J'entends souvent des collègues de l'industrie du thé parler de divers pièges, et j'en ai moi-même rencontré beaucoup. Avant, je pensais que c'était par manque d'expérience et d'ancienneté. Ces deux dernières années, je n'ai effectivement pas rencontré ces problèmes, et je pensais être assez qualifié pour évoluer dans l'industrie du thé.
Mais cette fois, après être resté plus de trois mois à Menghai, j'ai encore rencontré pas mal de pièges. Certains ne peuvent pas être dits, mais je vais raconter un incident récent sous un nom d'emprunt pour servir de référence à mes collègues.

Traitement du thé noir Houyue : flétrissage des feuilles fraîches
Cette fois, nous avons un thé qui a été fabriqué à partir de feuilles fraîches selon nos exigences de processus, dans trois endroits différents, dont l'un est le point de transformation de l'usine de thé S à Menghai. Ce point est loué par un patron A à l'usine S. Le patron A loue l'endroit de l'usine C, un très grand atelier, avec une aire de séchage de plus de mille mètres carrés. Quand je suis allé le voir, j'ai beaucoup aimé cet endroit (l'atelier de transformation primaire).
Le 3 juillet, j'ai fait un rapide comptage avec le patron A, et les frais de transformation étaient presque entièrement payés. Nous avons convenu que le 4 juillet au petit matin, j'apporterais tout le thé à l'usine de raffinage pour le compresser en galettes. Le soir du 3 juillet, le patron A m'a appelé pour me dire que l'usine S ne laissait pas sortir le thé, car A n'avait pas payé le loyer de l'atelier de transformation primaire. Il a dit qu'il n'y pouvait rien, qu'il avait utilisé tout son argent pour acheter du thé qui était stocké, mais qu'il avait négocié avec le patron B de l'usine S pour payer d'abord 50 000 yuans, et m'a demandé de lui prêter 50 000 yuans. En entendant cela, j'ai eu l'impression que dix mille alpagas me traversaient l'esprit, mais je n'avais pas le choix, je devais en discuter avec mon associé, car nous devions absolument faire ce thé.
Le 4 juillet, je suis allé avec A à l'usine S, espérant payer ces 50 000 yuans et emporter le thé rapidement. Une fois à l'usine S, A est d'abord allé au bureau avec une directrice de l'usine S pour discuter, puis ils ont fait venir le directeur général Z de l'usine S. Après une dizaine de minutes, A est venu me dire que l'usine S ne laissait toujours pas sortir le thé, exigeant le paiement intégral. Je n'avais pas d'autre choix que de renvoyer le camion, puis d'aller discuter avec le directeur Z.
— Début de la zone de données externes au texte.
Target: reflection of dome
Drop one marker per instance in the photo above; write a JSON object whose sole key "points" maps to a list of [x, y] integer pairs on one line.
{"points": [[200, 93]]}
J'ai expliqué que ce thé était transformé sous ma commande, et que je ne connaissais rien à l'histoire entre A et eux. J'aurais déjà emporté le thé fait au printemps, mais je l'avais laissé là parce que je trouvais l'environnement de cet atelier de transformation primaire bon, et que le thé avait besoin de laisser s'échapper un peu d'humidité. Maintenant, mon plan de production était fixé, et cet incident ne me concernait pas vraiment, mais j'acceptais quand même de prêter 50 000 yuans à A, pour qu'ils me laissent emporter le thé. J'ai expliqué que leurs querelles n'avaient rien à voir avec moi, que j'étais une victime innocente. Le directeur Z a simplement répondu : « Une fois que A aura payé, vous pourrez emporter le thé. Vous n'avez rien à voir avec moi, pas besoin d'en dire plus. »
Le matin, j'ai dû rentrer. L'après-midi, je suis retourné avec mon associé voir A pour qu'il trouve une solution. A avait toujours une bonne attitude, mais il n'avait tout simplement pas l'argent pour payer l'usine S. Nous sommes donc retournés à l'usine S pour négocier, en proposant de payer 50 000 yuans pour emporter la moitié du thé, afin de faire face à nos commandes urgentes. Le directeur Z, qui était très poli le matin, était très dur l'après-midi, ne voulant pas discuter, disant qu'il avait déjà beaucoup cédé pour A, mais que A n'avait pas tenu ses promesses à plusieurs reprises, et qu'il ne pouvait rien y faire. Il considérait que ce thé appartenait à A, et que cela ne nous concernait pas, donc il ne laissait pas sortir le thé. J'étais tellement frustré que dix mille alpagas ont fait des allers-retours des dizaines de fois dans ma tête.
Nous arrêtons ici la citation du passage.